Optimization with Strings ?

Hello In my futur program, it use a lot of binary trees with strings (words) as leaf. There is just arround 1000 words and they will appear a lot of times. The program will possibly consume a lot of process and memory (it is a mathematics proover). I began this program in C++ but haskell has a prety good speed and memory footprint and is easier. But I don't know if it worth to do this optimization: having a dictionary to translate string words in Int. The answer depends on the automatic optimizations in GHC, because GHC could compare quickely two strings if it is the same object, so it depends if program generated by GHC have a dictionary (tree) of strings internaly. Someone knows this ? (Sorry for my english, I'm french) thank you -- Emmanuel Chantréau

On Thu, Dec 3, 2009 at 1:03 PM, Emmanuel CHANTREAU
In my futur program, it use a lot of binary trees with strings (words) as leaf. There is just arround 1000 words and they will appear a lot of times. The program will possibly consume a lot of process and memory (it is a mathematics proover).
I began this program in C++ but haskell has a prety good speed and memory footprint and is easier. But I don't know if it worth to do this optimization: having a dictionary to translate string words in Int.
The answer depends on the automatic optimizations in GHC, because GHC could compare quickely two strings if it is the same object, so it depends if program generated by GHC have a dictionary (tree) of strings internaly. Someone knows this ?
It doesn't work this way : Strings are just lists of Chars. Comparison is made recursively, Char by Char. You can have a look at the source to make sure : instance (Eq a) => Eq [a] where [] == [] = True (x:xs) == (y:ys) = x == y && xs == ys _xs == _ys = False So you will have to code your own optimisation. David. P.S. In French if you didn't understand: Ca ne marche pas comme ça. Les chaines de caractères ne sont que des listes de caractères. La comparaison sur les listes est faite récursivement, caractère par caractère, il suffit pour s'en assurer de regarder au source : Donc il vaut mieux que tu implémente ton propre dictionnaire.

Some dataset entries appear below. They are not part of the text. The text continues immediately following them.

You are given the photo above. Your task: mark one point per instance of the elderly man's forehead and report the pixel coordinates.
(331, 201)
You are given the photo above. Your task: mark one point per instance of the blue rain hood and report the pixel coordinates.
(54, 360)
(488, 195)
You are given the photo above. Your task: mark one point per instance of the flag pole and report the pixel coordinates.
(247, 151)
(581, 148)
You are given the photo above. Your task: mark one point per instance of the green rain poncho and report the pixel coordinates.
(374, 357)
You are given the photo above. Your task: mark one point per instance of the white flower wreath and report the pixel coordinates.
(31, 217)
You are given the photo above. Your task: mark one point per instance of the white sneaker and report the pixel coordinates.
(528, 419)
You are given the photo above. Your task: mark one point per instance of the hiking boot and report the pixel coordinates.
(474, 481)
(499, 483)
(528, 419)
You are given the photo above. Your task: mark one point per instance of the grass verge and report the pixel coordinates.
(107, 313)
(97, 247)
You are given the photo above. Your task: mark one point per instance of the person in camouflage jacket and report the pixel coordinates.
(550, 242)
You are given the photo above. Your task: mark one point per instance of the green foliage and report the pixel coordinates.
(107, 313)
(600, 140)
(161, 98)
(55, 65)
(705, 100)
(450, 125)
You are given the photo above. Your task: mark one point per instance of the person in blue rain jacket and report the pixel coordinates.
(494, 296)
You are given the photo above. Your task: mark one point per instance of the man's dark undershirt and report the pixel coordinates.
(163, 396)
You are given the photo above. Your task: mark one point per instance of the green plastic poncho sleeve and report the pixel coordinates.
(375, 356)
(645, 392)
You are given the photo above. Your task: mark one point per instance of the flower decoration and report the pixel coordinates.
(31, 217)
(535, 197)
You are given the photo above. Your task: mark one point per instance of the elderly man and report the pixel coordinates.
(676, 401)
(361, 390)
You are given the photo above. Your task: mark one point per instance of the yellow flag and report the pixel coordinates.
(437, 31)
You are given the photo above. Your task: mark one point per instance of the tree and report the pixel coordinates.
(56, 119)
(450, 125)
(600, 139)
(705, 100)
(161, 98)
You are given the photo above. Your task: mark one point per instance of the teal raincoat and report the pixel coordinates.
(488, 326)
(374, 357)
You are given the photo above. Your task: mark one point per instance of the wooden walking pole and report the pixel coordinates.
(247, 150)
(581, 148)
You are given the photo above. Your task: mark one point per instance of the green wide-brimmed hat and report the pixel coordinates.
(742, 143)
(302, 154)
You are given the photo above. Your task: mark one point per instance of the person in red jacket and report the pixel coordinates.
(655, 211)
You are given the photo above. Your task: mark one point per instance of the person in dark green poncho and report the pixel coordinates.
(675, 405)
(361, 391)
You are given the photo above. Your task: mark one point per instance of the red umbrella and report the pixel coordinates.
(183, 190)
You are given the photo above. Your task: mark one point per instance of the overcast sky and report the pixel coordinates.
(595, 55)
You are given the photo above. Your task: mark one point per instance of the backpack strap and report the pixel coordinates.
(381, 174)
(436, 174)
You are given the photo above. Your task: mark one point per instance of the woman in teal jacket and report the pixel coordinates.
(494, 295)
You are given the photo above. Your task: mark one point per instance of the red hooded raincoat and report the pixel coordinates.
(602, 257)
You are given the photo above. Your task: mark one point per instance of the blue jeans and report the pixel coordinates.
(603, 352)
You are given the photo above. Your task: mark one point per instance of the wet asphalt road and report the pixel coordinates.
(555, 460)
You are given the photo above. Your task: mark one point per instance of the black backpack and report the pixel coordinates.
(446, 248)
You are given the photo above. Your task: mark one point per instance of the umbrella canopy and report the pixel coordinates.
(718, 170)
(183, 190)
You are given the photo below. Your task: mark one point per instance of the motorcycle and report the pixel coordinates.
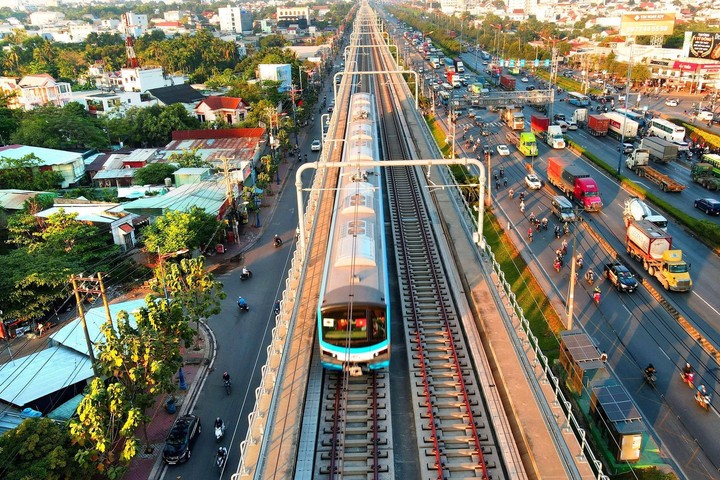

Le Thu, 3 Dec 2009 13:20:31 +0100,
David Virebayre
It doesn't work this way : Strings are just lists of Chars. Comparison is made recursively, Char by Char. You can have a look at the source to make sure :
instance (Eq a) => Eq [a] where [] == [] = True (x:xs) == (y:ys) = x == y && xs == ys _xs == _ys = False
Hello Thank you David and Bulat for your answers. I don't see the proof you see. Because GHC could store two sames objects juste once and by the definition of == on lists it could deduce that "forall x; List x => x==x". GHC have all informations to do this optimization job, because haskell functions definitions are mathematics definitions. Bulat says that this optimization is not done, so I will do it by my hands (ho my poor lazy hands). -- Emmanuel Chantréau

Emmanuel CHANTREAU wrote:
Le Thu, 3 Dec 2009 13:20:31 +0100, David Virebayre
a écrit : It doesn't work this way : Strings are just lists of Chars. Comparison is made recursively, Char by Char. You can have a look at the source to make sure :
instance (Eq a) => Eq [a] where [] == [] = True (x:xs) == (y:ys) = x == y && xs == ys _xs == _ys = False
Hello
Thank you David and Bulat for your answers.
I don't see the proof you see. Because GHC could store two sames objects juste once and by the definition of == on lists it could deduce that "forall x; List x => x==x". GHC have all informations to do this optimization job, because haskell functions definitions are mathematics definitions.
Besides any other reasons, Haskell has the error function, and infinite lists. Consider: p :: String p = error "Haha!" q :: String q = repeat 'a' pEqualsP :: Bool pEqualsP = p == p qEqualsQ :: Bool qEqualsQ = q == q By your rule, pEqualsP and qEqualsQ should be True. In fact, the correct answer is that pEqualsP should produce an error and qEqualsQ should never terminate. Since Strings can contain such errors and infinite lists, you can't know for certain that an object equals itself without checking its entire length, which is what the original definition for equals did anyway. There may be strict data structures for which your optimisation might be applicable, though. Neil.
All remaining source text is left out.